Statistics Denmark () is a Danish governmental organization under the Ministry of the Interior and Housing and which reports to the Minister of Economic and Internal Affairs. The organization is responsible for creating statistics on the Danish society, for example employment statistics, trade balance, and demographics.

Statistics Denmark makes large use of public registers in the statistical production. Population censuses have been produced entirely from registers since 1981.

StatBank is a large statistical database maintained by the central authority of statistics in Denmark. Online distribution of statistics has been a part of the dissemination strategy in Denmark since 1985. It is updated every day at 9.00 am (CET) and contains all new statistics. The statistics can be presented as cross-tables, diagrams or maps. The output can be transferred to other programs for further compilation. There is also a Danish version.

History 

Statistics in Denmark has a long history; the first population census in Denmark was conducted in 1769.

Statistics Denmark was founded in January 1850, following the introduction of democracy to Denmark, as the "Statistical Bureau".

In 1966, the Danish Parliament adopted the Act on Statistics Denmark; this act changed the name of the Statistical Bureau to Statistics Denmark and defined its status as an independent institution.

Role of Statistics Denmark
Statistics Denmark provides information to politicians, other decision-makers, the general public, scholars, etc.

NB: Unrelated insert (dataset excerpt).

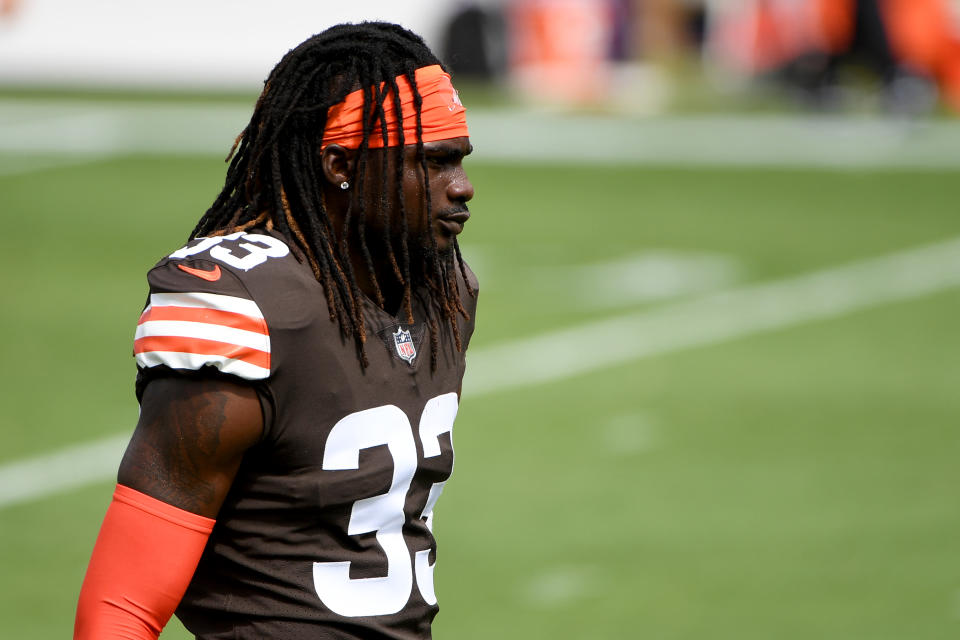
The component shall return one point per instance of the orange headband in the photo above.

Centralised production of statistics
The production of statistics in Denmark is highly centralised. Statistics Denmark is responsible for ensuring that the overall statistical picture is complete and coherent regardless of the source. The main office is located in Copenhagen and this is where almost all of the 560 people employed by Statistics Denmark work.

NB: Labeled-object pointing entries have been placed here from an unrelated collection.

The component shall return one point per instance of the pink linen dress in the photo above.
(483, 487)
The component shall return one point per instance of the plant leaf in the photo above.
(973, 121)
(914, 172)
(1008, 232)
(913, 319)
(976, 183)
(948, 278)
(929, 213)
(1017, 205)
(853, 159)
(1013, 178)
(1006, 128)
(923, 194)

Independence: The cornerstone of statistics
The Act on Statistics Denmark gives an independent Board of Directors the responsibility to determine the institution's work programme, thus allowing Statistics Denmark to operate independently of government control.

Access to data is secured under the Act
The Act on Statistics Denmark grants access to the basic data necessary to produce the statistics. The Act states that public authorities must supply the information they possess when requested to do so by Statistics Denmark. Decisions on this must be settled by the Board. The private sector is also obliged to supply certain information for statistical purposes.
The last population census was conducted in 1970. Censuses are now exclusively based on administrative registers private citizens now only participate in surveys on a voluntary basis.
In accordance with these principles, Statistics Denmark has striven to develop a statistical system which is almost entirely based on the administrative registers of other public offices. Other collection methods are employed where necessary, but are only regarded as a supplement.

Data banks
Statistics Denmark's electronic data bank (Statbank.dk) is available free-of-charge in Danish or English for any user. It includes almost all statistics produced in-house. When new general statistics are published in News from Statistics Denmark, the same data are made available at the same time from the data bank but in a far more detailed form.

Customised service projects
Since the collected data normally offers opportunities to make other combinations and distributions than those published or provided through standard assignments, Statistics Denmark also undertakes special customised projects.

International Co-operation
Statistics Denmark actively participates in international statistical activities. Denmark takes part in the joint European statistical programme.

As a member of the EU, Denmark participates in a binding agreement on the compilation, preparation and dissemination of statistics. Although the requirements on statistical output coincide, to a certain extent, with Denmark's national needs, considerable resources are devoted to the fulfilment of Danish obligations.

Statistics Denmark is also actively involved in the United Nations Statistical Commission, the Conference of European Statisticians (CES), the Organisation for Economic Cooperation and Development, the International Monetary Fund, and the International Labour Organization.

Technical co-operation

Statistics Denmark has an International Consulting division, which co-ordinates technical co-operation. This unit initially focused its activities on transition countries in Central and Eastern Europe, but has gradually widened both the scope of its activities and the range of countries with which it is involved.